Von der Weisheit des Regens

Der Philosph Alan Watts unterhielt sich mit einem japanischen Zen-Meister über den Sinn und Unsinn der Übersetzung von Zen-Büchern ins Englische. Es bestünde kein Grund, sagte der Meister, man könne ebenso die Bibel, Alice im Wunderland oder ein Wörterbuch übersetzen – alle würden ebenso den Geist des Zen erfassen, denn:

Der Klang des Regens bedarf keiner Übersetzung.

Zen Weisheit

Welch wunderschöner Ansatz – der im Grunde jedes spirituelle Buch überflüssig macht? Auch jeder Satz in diesem Blog ist überflüssig? Doch da ist viel Wahres dran. Wenn ich über den Regen schreibe, kann ich nur die Geschichte weitergeben, die er mir erzählt. Nur das was ich interpretiere. Und jeden, der die liest, führt es wiederum nur dort hin, wo ich gerade stehe. Aber ist meine Wahrheit auch deine Wahrheit?

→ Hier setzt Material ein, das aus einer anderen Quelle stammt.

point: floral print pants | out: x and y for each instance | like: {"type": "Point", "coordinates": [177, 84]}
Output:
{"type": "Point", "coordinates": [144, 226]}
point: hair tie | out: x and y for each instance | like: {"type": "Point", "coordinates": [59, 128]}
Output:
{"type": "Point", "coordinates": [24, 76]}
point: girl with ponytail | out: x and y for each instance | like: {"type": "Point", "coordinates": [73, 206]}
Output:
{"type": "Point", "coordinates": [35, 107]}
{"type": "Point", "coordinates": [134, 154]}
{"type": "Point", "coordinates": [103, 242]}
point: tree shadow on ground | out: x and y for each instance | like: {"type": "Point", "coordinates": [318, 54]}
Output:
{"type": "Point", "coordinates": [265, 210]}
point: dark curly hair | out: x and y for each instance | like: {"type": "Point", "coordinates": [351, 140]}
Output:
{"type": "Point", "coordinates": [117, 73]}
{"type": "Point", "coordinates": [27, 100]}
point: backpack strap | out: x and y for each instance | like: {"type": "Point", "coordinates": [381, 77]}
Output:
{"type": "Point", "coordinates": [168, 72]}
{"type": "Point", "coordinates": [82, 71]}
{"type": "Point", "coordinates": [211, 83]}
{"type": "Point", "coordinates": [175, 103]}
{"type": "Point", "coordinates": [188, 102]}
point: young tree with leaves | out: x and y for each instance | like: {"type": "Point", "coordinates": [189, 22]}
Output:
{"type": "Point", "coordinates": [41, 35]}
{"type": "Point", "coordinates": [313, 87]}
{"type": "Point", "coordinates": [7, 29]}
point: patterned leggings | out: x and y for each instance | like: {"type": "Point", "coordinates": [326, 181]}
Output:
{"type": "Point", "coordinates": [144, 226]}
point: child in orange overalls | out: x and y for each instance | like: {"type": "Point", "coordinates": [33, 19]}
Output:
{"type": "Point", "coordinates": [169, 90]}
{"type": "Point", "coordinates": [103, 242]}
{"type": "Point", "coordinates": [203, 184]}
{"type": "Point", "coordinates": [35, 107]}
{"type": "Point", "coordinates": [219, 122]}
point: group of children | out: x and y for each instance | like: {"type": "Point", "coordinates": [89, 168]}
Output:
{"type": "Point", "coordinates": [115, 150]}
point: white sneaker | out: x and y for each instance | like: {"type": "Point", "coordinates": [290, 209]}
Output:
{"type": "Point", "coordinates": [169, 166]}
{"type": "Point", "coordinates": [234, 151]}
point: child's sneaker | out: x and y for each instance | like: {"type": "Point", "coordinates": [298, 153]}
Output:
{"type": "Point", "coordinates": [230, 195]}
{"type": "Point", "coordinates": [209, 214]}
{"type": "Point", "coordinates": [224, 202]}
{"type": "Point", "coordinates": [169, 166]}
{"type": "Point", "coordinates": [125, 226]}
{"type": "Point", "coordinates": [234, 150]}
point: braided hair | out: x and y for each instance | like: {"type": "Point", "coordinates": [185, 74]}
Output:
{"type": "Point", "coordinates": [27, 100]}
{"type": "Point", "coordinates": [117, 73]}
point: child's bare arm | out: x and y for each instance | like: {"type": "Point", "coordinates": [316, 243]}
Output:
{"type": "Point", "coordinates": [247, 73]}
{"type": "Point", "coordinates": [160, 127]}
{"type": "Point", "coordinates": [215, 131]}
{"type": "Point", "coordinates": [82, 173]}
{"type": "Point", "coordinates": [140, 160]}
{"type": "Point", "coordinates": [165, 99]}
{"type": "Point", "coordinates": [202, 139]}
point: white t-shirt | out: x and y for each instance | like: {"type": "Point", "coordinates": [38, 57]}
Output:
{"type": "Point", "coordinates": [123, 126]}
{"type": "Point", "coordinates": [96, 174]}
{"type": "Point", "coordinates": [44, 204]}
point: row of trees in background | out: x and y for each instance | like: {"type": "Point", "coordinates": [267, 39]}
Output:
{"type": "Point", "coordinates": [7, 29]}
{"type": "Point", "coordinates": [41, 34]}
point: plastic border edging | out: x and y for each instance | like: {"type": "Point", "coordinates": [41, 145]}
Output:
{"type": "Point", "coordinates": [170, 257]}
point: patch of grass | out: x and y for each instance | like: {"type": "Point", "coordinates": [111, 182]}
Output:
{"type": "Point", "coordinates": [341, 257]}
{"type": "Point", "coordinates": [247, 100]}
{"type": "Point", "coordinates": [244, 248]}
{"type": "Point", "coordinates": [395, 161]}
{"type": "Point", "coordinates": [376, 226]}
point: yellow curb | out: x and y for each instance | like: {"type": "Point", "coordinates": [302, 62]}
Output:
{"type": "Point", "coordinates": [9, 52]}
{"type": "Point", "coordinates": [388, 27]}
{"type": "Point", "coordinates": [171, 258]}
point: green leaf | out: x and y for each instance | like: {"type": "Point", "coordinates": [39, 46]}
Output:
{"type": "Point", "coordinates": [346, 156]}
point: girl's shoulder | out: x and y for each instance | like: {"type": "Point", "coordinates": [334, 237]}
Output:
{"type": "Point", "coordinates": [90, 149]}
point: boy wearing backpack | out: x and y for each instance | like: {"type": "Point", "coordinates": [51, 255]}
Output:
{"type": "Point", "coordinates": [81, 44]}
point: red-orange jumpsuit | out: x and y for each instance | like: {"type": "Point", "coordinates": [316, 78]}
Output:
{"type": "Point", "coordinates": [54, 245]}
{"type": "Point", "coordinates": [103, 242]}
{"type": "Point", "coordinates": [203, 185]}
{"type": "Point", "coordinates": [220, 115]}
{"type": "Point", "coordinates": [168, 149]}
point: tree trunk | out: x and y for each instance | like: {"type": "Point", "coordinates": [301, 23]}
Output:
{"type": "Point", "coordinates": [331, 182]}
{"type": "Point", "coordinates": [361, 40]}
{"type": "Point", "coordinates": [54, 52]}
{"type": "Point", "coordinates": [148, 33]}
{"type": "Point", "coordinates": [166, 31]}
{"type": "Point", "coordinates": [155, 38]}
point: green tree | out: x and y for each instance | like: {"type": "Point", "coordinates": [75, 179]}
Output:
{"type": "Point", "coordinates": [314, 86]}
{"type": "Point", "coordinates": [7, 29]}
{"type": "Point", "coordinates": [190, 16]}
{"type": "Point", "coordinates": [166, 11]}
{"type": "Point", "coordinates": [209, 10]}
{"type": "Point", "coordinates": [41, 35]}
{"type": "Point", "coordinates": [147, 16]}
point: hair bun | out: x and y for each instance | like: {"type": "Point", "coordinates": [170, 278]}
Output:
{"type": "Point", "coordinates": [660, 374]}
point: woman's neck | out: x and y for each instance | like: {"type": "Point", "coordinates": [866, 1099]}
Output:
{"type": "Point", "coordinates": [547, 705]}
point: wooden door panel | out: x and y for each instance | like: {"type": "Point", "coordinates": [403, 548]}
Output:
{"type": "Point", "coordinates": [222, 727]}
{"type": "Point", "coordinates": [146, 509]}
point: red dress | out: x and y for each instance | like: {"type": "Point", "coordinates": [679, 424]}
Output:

Der Regen ist doch so viel mehr als nur der Tropfen, der auf meiner Nasenspitze zerspringt. Der Regen ist das Prasseln eines Unwetters ebenso, wie der Duft der feuchten Luft nach einem Sommerregen – und die zauberhafte Stille, wenn eine Schneedecke die gesamte Landschaft leise schlafen legt. Der Regen ist ein Glas voll Wasser ebenso, wie die Tiefe des Ozeans. Der Regentropfen auf meiner Nase kennt die Weite des Himmels und der Wolken ebenso, wie den dunklen Schoß des Berges, dessen Quelle er einst entsprang. Der Regen kennt das freudige Lachen von Kindern, die auf einem zugefrorenen See Schlittschuh laufen ebenso, wie die verzweifelten Schreie eines Ertrinkenden. Das alles und noch viel mehr ist der Regen. Und mir erzählt er nur einen winzigen Bruchteil von dem, was er ist, was ihn ausmacht.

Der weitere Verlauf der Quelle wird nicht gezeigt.